Cet arrêté repose sur l’avis de la Haute autorité de santé (HAS) daté du 6 mars, favorable à l'inscription au remboursement « de la détection du génome du coronavirus SARS-CoV-2 par technique de transcription inverse suivie d’une amplification ». Ce test pourra être réalisé sur les patients susceptibles d’être contaminés, sur prescription médicale. « Seule la technique de transcription inverse suivie d’une amplification réalisée sur un écouvillonnage nasopharyngé est recommandée » précise l’avis. Ces prélèvements nasopharyngés profonds par écouvillonnage ou des prélèvements des voies respiratoires basses (crachats, lavage bronchoalvéolaire) pourront être réalisés « le cas échéant au domicile du patient par un professionnel de santé autorisé (notamment médecin, biologiste médical, infirmière diplômée d’Etat) et portant les équipements de protection individuelle recommandés », avant d’être envoyés au laboratoire de sécurité biologique niveau 2.
Le SJBM (syndicat des jeunes biologistes médicaux) indique dans un communiqué être « ravi de cette décision qui permettra aux biologistes médicaux de ville de participer à l’effort collectif de santé publique en complément de nos confrères hospitaliers. Cette décision nous l’espérons permettra un diagnostic rapide et une correcte prise en charge des patients infectés par le SARS-CoV-2, chez les patients ambulatoires ». Mais malgré ces avancées, « les conditions sanitaires ne sont pas encore remplies pour que les laboratoires médicaux de ville puissent prendre en charge les patients suspectés de Covid-19 » souligne le SDB (Syndicat des biologistes). En effet, le communiqué pointe l’absence de masques de protection FFP2 pour les biologistes médicaux et leurs équipes, et l’impossibilité pour beaucoup de laboratoires de ville d’isoler les patients à risque. « En l’absence de ces prérequis recevoir des patients susceptibles d’être contaminés dans les laboratoires de ville mettrait en danger les autres patients et les personnels et ne ferait qu’affaiblir le système de santé. Ce n’est pas que l’on ne veut pas, mais qu’n ne peux pas » déplore François Blanchecotte, président du SDB. « Il nous faut des masques et le prélèvement doit être fait à domicile » approuve Lionel Barrand, président du SJBM.

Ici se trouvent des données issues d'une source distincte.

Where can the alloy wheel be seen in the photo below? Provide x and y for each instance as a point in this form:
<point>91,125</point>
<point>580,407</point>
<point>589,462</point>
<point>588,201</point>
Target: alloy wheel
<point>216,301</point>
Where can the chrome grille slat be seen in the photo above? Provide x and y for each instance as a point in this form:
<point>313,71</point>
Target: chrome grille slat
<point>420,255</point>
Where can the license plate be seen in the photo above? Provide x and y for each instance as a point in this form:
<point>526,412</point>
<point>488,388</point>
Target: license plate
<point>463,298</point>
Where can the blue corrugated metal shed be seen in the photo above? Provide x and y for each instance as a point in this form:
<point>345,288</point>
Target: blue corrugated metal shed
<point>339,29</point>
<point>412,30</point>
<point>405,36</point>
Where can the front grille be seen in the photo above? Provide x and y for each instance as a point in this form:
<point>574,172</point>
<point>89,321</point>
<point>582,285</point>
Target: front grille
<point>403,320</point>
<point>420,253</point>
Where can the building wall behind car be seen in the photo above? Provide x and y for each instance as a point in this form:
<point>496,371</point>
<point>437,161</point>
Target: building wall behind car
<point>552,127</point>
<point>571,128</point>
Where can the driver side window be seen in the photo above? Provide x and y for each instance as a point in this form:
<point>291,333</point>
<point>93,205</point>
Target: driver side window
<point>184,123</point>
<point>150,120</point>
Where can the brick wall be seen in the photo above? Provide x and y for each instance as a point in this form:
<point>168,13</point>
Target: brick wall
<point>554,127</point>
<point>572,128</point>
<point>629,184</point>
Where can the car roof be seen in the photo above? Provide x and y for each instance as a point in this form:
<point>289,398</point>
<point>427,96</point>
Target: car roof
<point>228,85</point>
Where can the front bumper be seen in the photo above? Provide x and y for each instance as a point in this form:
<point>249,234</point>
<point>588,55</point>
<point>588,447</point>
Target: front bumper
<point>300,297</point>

Pour le moment, chaque ARS (agence régionale de santé) s’organise au niveau régional. Dans le Haut-Rhin, « nous ferons dès lundi des prélèvements à domicile, en ciblant en priorité les professionnels de santé malades » témoigne Lionel Barrand, président du SJBM. « Notre objectif est de désengorger les urgences, en se coordonnant avec les ARS et les professionnels de santé » précise-t-il.